As a messaging tool, the short transition period serves its purpose: to illustrate that the bill’s supporters are serious and are taking quick action to reform the health care marketplace. Practically speaking, however, if this or a similar bill were to make it across the finish line, the aggressive timeline could create additional challenges. To ensure success while preventing delay requires a delicate balance.
For example, when the ACA passed in 2010, states were mandated to expand Medicaid coverage and given a four-year transition period to make the necessary changes.[1] That was a far smaller expansion than the one envisioned by Medicare for All, and lawmakers provided twice the time to implement it. Nine years later, legal complications and administration changes mean the outlook is still murky. At the same time, if the transition is too long, advocates risk giving opponents time to pressure Congress for delays, as evidenced by the repeated delays and suspension of some of the taxes imposed by the ACA.
3. What might supplemental coverage look like?
Like previous single payer bills, this bill outlaws the sale of private health coverage that duplicates the benefits provided under Medicare for All. It similarly prohibits an employer from providing benefits to employees, retirees and their dependents. The bill also covers many services currently served by a supplemental market—vision, dental, hearing, long-term care and prescription medication, for example.
The bill contains two provisions, however, that leave open the potential for a private market to exist. First, the bill allows the sale of insurance for additional benefits not covered by the Act.[2] Second, like others before it, this bill leaves significant discretion to the Secretary of Health and Human Services regarding coverage for certain categories of services. If the Secretary promulgates rules and regulations that provide minimal coverage, could a private supplemental market thrive? If the Secretary goes the other direction, what would be left for the private market to profitably cover?

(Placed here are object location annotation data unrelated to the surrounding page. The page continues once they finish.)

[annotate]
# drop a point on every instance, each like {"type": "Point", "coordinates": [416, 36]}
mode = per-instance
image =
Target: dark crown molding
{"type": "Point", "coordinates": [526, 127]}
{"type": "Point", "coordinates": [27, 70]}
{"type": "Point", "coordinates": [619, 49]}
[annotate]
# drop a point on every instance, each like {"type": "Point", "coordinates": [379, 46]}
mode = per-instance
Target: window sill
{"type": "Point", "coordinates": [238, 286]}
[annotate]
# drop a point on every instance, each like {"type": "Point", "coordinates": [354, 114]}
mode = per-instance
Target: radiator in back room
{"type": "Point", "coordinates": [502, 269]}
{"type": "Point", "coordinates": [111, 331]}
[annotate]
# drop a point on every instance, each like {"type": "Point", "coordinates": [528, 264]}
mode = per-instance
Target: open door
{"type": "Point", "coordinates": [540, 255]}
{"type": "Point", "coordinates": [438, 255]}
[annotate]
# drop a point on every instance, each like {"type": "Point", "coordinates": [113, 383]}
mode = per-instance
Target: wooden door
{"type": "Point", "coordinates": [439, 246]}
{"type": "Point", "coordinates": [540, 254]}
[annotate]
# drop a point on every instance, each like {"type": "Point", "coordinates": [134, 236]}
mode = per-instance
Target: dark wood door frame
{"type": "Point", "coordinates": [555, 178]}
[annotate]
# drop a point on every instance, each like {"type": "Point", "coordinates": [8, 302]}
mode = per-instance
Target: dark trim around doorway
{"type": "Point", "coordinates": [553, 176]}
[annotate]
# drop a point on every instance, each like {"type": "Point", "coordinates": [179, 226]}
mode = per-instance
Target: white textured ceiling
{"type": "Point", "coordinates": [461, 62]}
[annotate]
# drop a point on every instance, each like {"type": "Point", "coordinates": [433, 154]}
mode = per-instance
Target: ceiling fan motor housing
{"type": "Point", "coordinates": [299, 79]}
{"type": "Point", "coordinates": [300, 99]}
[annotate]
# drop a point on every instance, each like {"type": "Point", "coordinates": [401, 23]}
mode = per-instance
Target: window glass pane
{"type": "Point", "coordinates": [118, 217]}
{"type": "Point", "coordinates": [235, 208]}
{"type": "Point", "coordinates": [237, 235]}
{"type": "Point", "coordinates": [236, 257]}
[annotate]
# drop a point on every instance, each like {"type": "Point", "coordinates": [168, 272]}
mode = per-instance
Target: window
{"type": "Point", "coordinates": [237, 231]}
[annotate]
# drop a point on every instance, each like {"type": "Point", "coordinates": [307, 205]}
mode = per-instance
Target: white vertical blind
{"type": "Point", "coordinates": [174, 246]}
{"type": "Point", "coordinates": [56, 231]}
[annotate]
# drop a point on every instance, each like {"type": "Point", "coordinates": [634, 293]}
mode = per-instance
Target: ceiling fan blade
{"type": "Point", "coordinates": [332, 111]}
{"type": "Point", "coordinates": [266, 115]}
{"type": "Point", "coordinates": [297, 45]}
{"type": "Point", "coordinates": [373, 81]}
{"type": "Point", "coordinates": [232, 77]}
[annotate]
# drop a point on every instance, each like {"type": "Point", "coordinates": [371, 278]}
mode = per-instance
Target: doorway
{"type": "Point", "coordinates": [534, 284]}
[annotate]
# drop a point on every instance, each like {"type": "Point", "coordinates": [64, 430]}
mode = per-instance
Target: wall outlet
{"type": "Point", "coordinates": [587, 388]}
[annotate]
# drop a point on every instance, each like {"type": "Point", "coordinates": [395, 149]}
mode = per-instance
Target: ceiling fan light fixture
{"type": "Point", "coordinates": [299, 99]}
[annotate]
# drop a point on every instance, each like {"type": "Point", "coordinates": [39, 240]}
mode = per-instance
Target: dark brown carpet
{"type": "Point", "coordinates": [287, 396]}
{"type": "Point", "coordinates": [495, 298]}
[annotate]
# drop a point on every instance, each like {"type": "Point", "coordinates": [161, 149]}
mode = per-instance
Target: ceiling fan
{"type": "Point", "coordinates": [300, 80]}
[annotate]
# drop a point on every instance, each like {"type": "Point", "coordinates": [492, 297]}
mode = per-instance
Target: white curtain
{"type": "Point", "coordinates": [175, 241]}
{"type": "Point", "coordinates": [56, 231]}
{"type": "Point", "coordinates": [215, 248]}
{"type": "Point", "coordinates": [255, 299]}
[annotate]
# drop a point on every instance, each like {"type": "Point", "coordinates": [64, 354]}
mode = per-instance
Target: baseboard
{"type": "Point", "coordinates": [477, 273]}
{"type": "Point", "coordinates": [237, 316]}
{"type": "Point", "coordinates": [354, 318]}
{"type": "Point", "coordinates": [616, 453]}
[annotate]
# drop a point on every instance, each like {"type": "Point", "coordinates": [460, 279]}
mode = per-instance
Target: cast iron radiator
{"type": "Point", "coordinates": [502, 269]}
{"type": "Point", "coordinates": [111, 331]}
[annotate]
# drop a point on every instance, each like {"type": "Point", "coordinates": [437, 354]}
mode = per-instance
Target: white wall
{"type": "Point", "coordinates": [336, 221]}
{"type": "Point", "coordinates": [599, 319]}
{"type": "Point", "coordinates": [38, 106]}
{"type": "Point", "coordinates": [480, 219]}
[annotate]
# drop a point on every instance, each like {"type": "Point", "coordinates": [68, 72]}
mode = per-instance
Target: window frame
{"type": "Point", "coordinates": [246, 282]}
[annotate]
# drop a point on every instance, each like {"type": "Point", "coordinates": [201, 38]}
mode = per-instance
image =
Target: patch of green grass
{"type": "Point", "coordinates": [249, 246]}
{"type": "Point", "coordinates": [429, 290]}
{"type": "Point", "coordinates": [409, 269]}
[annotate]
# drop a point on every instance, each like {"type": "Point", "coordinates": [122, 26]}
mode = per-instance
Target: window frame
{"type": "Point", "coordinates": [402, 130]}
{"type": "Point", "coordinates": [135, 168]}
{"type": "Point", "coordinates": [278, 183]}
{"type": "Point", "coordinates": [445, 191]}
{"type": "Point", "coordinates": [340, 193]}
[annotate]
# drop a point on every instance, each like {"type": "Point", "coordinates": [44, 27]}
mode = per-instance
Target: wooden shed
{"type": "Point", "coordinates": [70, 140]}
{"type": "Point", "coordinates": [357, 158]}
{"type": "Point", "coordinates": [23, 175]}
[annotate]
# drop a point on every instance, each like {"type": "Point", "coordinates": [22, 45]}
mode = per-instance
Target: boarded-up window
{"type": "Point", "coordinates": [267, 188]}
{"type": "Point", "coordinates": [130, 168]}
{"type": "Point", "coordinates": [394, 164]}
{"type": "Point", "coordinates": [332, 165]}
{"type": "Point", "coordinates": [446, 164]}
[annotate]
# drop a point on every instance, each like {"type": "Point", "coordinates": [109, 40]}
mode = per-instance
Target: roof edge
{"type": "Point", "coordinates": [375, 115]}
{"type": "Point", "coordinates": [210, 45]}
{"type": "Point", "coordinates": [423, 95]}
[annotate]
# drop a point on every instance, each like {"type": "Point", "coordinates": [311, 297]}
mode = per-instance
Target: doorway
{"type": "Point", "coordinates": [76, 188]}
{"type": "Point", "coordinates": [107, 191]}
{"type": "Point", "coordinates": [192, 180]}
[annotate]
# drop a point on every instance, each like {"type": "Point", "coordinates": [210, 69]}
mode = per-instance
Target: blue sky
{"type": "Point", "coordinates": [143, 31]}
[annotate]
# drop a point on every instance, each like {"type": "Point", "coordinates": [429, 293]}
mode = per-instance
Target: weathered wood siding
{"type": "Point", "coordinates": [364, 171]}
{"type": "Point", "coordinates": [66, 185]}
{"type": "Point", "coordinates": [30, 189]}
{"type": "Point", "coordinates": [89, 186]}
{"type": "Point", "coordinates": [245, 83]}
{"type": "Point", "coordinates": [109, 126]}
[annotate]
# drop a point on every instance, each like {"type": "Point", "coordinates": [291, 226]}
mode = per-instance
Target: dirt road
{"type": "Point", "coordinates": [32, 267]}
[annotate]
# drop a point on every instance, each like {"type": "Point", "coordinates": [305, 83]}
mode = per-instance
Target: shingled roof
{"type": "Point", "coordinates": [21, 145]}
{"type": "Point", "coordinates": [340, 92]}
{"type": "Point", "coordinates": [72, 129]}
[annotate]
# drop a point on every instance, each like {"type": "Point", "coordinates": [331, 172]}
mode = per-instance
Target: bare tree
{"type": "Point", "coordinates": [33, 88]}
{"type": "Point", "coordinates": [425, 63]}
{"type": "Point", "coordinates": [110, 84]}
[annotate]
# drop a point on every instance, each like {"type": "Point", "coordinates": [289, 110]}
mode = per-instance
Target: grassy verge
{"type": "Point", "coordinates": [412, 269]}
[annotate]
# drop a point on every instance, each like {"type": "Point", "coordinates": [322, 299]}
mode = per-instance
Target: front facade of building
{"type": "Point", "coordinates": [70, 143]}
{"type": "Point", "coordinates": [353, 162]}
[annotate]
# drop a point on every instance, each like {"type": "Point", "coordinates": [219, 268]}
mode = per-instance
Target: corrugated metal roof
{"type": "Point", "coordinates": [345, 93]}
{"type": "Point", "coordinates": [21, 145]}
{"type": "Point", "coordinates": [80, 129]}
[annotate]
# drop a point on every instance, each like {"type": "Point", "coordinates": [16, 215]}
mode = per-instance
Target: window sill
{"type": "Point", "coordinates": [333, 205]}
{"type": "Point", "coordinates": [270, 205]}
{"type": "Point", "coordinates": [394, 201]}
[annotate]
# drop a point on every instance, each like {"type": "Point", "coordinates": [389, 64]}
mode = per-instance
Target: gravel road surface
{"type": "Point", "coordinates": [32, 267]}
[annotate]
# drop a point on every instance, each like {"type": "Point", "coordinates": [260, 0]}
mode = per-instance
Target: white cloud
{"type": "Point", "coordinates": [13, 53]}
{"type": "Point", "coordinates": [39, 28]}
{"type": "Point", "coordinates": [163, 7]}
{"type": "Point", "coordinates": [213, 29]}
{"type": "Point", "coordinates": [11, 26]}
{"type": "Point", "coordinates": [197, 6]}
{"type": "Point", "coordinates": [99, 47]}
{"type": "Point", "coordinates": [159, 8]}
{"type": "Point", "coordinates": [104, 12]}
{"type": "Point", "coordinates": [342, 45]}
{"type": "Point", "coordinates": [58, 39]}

4. What is the role of the states?
Under this legislation, states may provide additional benefits for their residents, and may provide benefits to individuals not eligible under the Act at the state’s expense, provided that the state’s rules provide equal or greater eligibility and access than the single payer plan.
States thus could potentially treat Medicare for All as a floor and build policies to expand services and coverage within state lines. However, this would all be on the state’s dime. The bill effectively ends the Medicaid program, which is where many states have the opportunity to innovate with service and coverage expansion. What would states be able to accomplish without a federal matching rate?